Final exams are approaching quickly, and many students feel like they don’t know where to start. Mental health counselor Kathleen MacLeod-Ryan thinks it is most important that students make an organized schedule to study a little at a time.
Guidance counselor Kathleen Gannon also recommends taking ten minutes to review what students need each day. Whether it’s certain chapters, or various quizlets, a little at a time helps immensely.
Many Xavier students are most likely contemplating whether or not to take summer classes this year. MacLeod-Ryan encourages students to make sure they will be able to prioritize all of their efforts into a month of summer school.
“Summer school is very intense, but it can open up the school year’s schedule,” said Gannon. Students will be able to take various “fun electives” next year because they take classes this summer. Some examples of electives include dance, painting, ceramics, photography and criminal law.
Sophomore Ava Silvernail ‘24 said that while summer school was very intense, she is glad she did it because she could take electives such as AP Seminar and Sculpture this year.
Though students may be doing summer school or have academic commitments, summer also serves as an opportunity to take the mind off of school to allow time for rest and fun.
In the summer, there are plenty of unique activities that are leisurely and provide entertainment. “This summer, I am looking forward to being able to drive my friends around to mini golf, laser tag, or even just brunch,” said sophomore Elizabeth Church ‘24.

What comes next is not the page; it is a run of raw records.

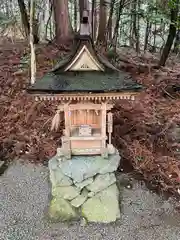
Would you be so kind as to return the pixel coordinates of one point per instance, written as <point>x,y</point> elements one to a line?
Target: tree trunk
<point>63,28</point>
<point>116,29</point>
<point>146,35</point>
<point>177,42</point>
<point>171,36</point>
<point>135,33</point>
<point>93,19</point>
<point>109,24</point>
<point>33,55</point>
<point>102,22</point>
<point>75,15</point>
<point>82,6</point>
<point>24,17</point>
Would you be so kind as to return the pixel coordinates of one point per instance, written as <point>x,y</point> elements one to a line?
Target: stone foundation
<point>84,186</point>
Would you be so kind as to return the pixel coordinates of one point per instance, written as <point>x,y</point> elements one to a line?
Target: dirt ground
<point>24,197</point>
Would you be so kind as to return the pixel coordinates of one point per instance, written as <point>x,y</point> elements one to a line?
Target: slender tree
<point>33,55</point>
<point>172,33</point>
<point>63,27</point>
<point>24,17</point>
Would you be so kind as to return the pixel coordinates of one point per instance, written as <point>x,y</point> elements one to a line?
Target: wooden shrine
<point>86,86</point>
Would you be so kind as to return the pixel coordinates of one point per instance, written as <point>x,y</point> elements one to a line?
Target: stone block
<point>84,183</point>
<point>101,182</point>
<point>103,207</point>
<point>80,199</point>
<point>68,193</point>
<point>80,168</point>
<point>61,210</point>
<point>57,178</point>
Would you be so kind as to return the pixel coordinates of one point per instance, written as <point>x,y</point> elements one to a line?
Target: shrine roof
<point>85,70</point>
<point>55,82</point>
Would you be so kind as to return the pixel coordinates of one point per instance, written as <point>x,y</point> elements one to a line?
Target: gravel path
<point>24,193</point>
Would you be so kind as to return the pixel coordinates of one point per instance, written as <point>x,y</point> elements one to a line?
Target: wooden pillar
<point>104,152</point>
<point>67,142</point>
<point>110,123</point>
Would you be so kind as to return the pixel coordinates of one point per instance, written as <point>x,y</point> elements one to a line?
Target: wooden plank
<point>103,129</point>
<point>86,151</point>
<point>92,96</point>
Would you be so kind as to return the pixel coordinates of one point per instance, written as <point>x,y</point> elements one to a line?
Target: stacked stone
<point>84,186</point>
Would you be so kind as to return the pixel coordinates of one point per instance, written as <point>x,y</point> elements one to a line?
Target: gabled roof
<point>84,70</point>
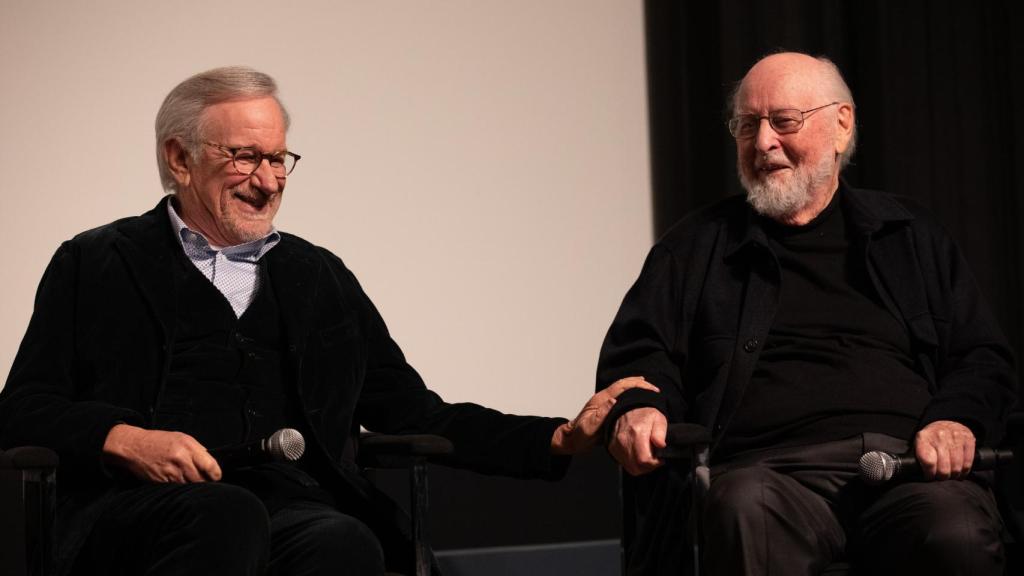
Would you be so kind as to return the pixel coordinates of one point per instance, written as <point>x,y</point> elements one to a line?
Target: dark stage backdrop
<point>939,89</point>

Xavier nurse Cara Gillem encourages high schoolers to make sure they exercise as a way to relieve stress over the summer. “A simple walk in the evening can be very beneficial,” said Gillem. She also recommends silent time such as a prayer or meditation.
The summer is also an important time to work on things for college such as tours and applications. Gannon and MacLeod-Ryan both suggest that rising seniors start to think ahead about colleges they would want to apply to in the fall.
“Taking it one day at a time lessens the dauntingness of the experience,” said Gannon. Guidance counselors are available for any questions or inquiries students may have.
The end of the year can seem taxing, but by breaking things up and taking them one day at a time, it can lessen the stress. Summer break is fast approaching!